It was a long, challenging task for this first-time author. What started years ago as an idea got intense over the past five months as a professional editor and publisher came on board.
Several friends and colleagues, including poet Gary Lawless and producer Cindy Meehl, weighed in on the manuscript. It became necessary to amend personal favorites and suspend my ego as entire passages were cut.
You’d think with a library of 20,000 images, I could come up with a good cover shot. Not so. I hired a professional photographer.
When it came to revisions, I’m old fashioned. The most effective way to edit was by scrutinizing actual printed pages, not illuminated word documents on a laptop. Thus, at least seven versions of the 300-page manuscript were lugged out of my local copy center. Recycling bins got heavy, I’ll tell ya.

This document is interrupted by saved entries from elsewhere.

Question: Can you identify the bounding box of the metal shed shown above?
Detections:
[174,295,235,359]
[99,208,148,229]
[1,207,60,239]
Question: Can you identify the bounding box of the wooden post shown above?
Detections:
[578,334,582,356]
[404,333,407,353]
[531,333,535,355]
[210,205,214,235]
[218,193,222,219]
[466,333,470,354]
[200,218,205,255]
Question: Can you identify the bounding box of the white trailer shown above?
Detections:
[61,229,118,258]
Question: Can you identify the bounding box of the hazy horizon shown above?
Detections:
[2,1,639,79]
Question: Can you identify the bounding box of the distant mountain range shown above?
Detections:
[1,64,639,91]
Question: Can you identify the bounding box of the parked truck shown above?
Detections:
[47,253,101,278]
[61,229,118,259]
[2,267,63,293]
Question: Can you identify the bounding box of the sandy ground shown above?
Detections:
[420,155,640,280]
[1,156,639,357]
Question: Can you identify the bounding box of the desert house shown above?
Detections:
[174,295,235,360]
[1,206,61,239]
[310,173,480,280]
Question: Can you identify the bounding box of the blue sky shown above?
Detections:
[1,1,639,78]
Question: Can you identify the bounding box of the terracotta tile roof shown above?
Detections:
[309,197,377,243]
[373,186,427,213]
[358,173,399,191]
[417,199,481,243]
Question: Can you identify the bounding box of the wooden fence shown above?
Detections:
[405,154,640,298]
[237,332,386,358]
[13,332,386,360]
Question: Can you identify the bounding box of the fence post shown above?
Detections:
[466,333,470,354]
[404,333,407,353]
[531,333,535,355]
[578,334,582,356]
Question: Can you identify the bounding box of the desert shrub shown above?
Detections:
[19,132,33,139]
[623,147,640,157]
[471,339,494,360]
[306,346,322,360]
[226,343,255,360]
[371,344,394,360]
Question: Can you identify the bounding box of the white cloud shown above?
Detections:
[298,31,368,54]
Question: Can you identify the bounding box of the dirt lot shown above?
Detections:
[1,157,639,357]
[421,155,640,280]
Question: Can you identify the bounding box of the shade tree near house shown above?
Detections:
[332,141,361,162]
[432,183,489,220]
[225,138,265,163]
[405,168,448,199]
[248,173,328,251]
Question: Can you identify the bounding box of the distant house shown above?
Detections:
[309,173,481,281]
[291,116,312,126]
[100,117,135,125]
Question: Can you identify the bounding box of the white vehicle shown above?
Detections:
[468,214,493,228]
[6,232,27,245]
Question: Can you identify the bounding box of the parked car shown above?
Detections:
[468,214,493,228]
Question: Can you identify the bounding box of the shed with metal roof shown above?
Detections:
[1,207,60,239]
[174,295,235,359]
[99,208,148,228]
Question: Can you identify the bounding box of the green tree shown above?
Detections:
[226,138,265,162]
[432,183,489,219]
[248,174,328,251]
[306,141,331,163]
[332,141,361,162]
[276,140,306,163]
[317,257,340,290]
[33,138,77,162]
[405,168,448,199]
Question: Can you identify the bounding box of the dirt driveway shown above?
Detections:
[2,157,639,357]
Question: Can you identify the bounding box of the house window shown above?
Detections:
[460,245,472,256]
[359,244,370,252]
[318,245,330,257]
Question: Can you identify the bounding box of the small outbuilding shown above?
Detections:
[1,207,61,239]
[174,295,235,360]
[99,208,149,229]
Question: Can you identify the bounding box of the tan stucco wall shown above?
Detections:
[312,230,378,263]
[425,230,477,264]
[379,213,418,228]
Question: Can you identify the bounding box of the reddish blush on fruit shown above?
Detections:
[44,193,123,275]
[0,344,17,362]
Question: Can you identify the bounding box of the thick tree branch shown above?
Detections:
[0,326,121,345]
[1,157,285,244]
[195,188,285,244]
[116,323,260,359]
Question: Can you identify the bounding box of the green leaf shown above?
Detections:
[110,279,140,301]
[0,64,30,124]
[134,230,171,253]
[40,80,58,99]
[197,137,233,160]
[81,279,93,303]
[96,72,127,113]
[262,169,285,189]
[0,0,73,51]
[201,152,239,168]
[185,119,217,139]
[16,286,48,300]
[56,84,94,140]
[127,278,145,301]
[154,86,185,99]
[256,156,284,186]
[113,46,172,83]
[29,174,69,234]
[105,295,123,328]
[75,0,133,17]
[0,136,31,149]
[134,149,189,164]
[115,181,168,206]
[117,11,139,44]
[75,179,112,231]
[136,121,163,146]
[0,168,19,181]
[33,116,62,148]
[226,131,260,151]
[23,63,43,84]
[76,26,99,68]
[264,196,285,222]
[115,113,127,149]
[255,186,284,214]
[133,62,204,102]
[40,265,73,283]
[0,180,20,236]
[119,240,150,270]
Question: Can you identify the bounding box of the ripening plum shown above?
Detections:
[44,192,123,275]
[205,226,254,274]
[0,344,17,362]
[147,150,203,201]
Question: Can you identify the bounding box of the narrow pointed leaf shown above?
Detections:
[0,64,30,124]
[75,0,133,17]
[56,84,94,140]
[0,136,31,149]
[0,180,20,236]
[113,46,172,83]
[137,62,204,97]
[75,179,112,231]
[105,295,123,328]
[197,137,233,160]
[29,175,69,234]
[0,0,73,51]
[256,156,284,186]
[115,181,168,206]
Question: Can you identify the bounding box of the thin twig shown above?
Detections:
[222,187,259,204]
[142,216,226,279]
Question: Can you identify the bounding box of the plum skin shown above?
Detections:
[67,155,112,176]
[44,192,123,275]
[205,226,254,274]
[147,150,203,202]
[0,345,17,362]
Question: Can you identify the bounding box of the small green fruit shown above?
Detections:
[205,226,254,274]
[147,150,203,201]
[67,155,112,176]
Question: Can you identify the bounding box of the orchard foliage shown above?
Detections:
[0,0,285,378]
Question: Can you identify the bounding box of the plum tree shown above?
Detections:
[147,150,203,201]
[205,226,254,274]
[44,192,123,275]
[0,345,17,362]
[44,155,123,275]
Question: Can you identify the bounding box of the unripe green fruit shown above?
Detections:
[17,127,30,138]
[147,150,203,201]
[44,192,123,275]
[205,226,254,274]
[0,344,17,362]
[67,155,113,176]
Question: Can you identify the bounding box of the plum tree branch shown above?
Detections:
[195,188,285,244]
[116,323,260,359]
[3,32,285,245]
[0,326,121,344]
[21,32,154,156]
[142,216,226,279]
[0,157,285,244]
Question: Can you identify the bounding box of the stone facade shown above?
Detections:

After proofreading the manuscript scads of times, you’d think it would be free of typographical errors and issues of flow. Not so. Think of the manuscript as a car I was trying to buff and polish. I’d take a break, make myself a cup of tea, and come back to find a dust storm had mysteriously wreaked new havoc. Arghhhh!
And if I was driving that manuscript-car, it was something that started out running clean and smelling great. But by the time I sent final approval to the publisher last week, I wanted to trade it in.
A Rider’s Reader, exploring horse sense, science and sentiment will be available May 1.